Tsuyoshi Kawata went from Japan to Stanford Cardinal all thanks to … – ESPN

STANFORD, Calif. — Tsuyoshi Kawata stood outside Jim Harbaugh’s office, took a deep breath, knocked on the door, and entered.

It was the spring of 2007, and Kawata was visiting the Bay Area from his native Japan. A lifelong football fan, he stopped in on a Stanford spring practice at the invitation of a friend. He had never met Harbaugh, who was preparing for his first season as the Cardinal’s head coach, though he was familiar with him from his playing days as an NFL quarterback. Kawata could barely speak English, but he was looking for an entry point into coaching in the United States.

Kawata had thought about what he was going to say to Harbaugh before he entered his office. He told Harbaugh that he was a major influence in his football education, and that he remembered him as “Captain Comeback” from watching his games in Japan on grainy television broadcasts.

“I told him that story to make his mood better,” Kawata said with a laugh.

“Do you love football?” Harbaugh asked.

“Yes, Coach, absolutely,” Kawata replied.
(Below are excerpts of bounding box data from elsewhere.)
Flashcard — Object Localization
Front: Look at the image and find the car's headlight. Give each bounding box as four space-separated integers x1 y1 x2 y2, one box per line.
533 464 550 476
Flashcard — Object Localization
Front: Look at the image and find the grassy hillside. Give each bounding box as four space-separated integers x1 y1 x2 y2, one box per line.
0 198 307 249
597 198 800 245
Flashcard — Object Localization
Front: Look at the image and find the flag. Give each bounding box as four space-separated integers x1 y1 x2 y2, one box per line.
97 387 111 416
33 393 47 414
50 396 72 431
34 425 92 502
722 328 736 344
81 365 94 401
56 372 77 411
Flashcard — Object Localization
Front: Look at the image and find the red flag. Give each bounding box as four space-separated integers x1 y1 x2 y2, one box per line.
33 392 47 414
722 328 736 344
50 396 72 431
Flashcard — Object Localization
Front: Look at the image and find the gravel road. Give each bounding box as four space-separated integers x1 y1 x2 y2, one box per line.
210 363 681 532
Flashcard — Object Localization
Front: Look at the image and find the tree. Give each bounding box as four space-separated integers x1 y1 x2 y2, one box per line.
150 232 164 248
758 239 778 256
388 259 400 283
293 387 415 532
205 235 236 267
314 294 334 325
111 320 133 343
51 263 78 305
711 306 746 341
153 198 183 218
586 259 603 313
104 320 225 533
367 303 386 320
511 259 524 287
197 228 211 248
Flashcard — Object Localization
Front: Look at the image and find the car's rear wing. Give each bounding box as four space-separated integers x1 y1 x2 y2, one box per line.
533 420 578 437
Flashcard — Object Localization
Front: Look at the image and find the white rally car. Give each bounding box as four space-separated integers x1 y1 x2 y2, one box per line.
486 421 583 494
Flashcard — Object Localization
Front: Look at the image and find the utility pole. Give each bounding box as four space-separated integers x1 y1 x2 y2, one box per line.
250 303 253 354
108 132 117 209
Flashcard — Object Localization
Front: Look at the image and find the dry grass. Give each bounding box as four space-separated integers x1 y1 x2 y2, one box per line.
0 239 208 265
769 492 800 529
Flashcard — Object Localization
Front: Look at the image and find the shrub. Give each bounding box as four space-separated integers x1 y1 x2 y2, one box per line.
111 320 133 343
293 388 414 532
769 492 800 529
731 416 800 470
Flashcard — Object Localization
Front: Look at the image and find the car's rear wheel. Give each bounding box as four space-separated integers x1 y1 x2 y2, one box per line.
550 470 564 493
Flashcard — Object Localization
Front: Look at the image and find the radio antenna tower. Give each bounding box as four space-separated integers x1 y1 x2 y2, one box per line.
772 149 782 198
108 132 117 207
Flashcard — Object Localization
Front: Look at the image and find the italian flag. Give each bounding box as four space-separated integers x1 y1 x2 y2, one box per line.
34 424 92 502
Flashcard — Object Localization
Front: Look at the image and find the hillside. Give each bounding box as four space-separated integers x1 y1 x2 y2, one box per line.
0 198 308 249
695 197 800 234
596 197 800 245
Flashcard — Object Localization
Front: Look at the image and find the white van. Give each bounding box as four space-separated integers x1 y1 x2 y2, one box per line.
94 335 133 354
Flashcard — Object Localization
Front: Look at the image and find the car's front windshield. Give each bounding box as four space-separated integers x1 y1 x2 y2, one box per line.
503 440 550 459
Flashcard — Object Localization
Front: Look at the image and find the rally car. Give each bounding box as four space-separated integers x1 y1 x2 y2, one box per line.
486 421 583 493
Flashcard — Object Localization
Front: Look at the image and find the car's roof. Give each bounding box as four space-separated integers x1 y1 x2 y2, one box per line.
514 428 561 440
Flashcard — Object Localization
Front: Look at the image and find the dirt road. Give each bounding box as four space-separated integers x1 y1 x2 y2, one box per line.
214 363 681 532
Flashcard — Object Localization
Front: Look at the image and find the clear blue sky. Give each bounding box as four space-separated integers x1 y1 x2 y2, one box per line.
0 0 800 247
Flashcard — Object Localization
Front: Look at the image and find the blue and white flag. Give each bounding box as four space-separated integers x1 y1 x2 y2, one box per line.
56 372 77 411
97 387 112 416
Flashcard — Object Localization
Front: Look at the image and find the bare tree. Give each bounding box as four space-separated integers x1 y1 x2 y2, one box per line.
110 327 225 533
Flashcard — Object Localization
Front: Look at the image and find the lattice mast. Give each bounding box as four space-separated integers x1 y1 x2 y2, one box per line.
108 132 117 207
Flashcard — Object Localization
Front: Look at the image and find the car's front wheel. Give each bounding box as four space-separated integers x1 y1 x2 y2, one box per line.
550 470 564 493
“Come and join us,” Harbaugh said.

And so, with an invitation to a spring practice and a knock on Harbaugh’s door, Kawata embarked on his college-football-coaching odyssey. He’s one of only three members from Harbaugh’s original staff still at Stanford, alongside defensive coordinator Lance Anderson and current head coach David Shaw, who remembers when he first saw “TK” on the practice field.

“It was one of those deals where, all of a sudden, Jim hired him and didn’t tell anybody,” said Shaw, who was Stanford’s offensive coordinator at the time. “So [Kawata] walked out onto the field, and it was like, ‘Who is this guy? He’s on the field? He’s got a clipboard?'”

In 2011, Harbaugh left to become head coach of the San Francisco 49ers and was succeeded by Shaw, who promoted Kawata from volunteer assistant to the role of paid full-time offensive assistant. It was the culmination of a dream for Kawata. In Japan, he played as a 6-foot, 230-pound offensive lineman, first in college at Josai University and then for the OBIC Seagulls of the Japanese X-League.

“When I first showed up to play football, I thought I was going to play quarterback,” Kawata said. “But I’m a big guy in Japan. So they said, ‘No, you’re playing offensive line.'”

After his playing days finished in 2004, Kawata became the Seagulls’ offensive coordinator. An American, Robert Prince, was also on the Seagulls’ staff. When Prince moved on to become an offensive assistant with the Atlanta Falcons, Kawata finally had a connection in American coaching circles. He jumped at a chance to check out Falcons’ organized team activities in 2006, when he met Atlanta’s line coach Chris Dalman, a former offensive lineman at Stanford and with the San Francisco 49ers.

When Dalman returned to his alma mater as part of Harbaugh’s new staff, he encouraged Kawata to visit the campus. And it just so happened that Brad Brennan, one of Kawata’s teammates in Japan and a former wide receiver at Arizona, had grown up in the Bay Area and was friends with Stanford director of football operations Matt Doyle.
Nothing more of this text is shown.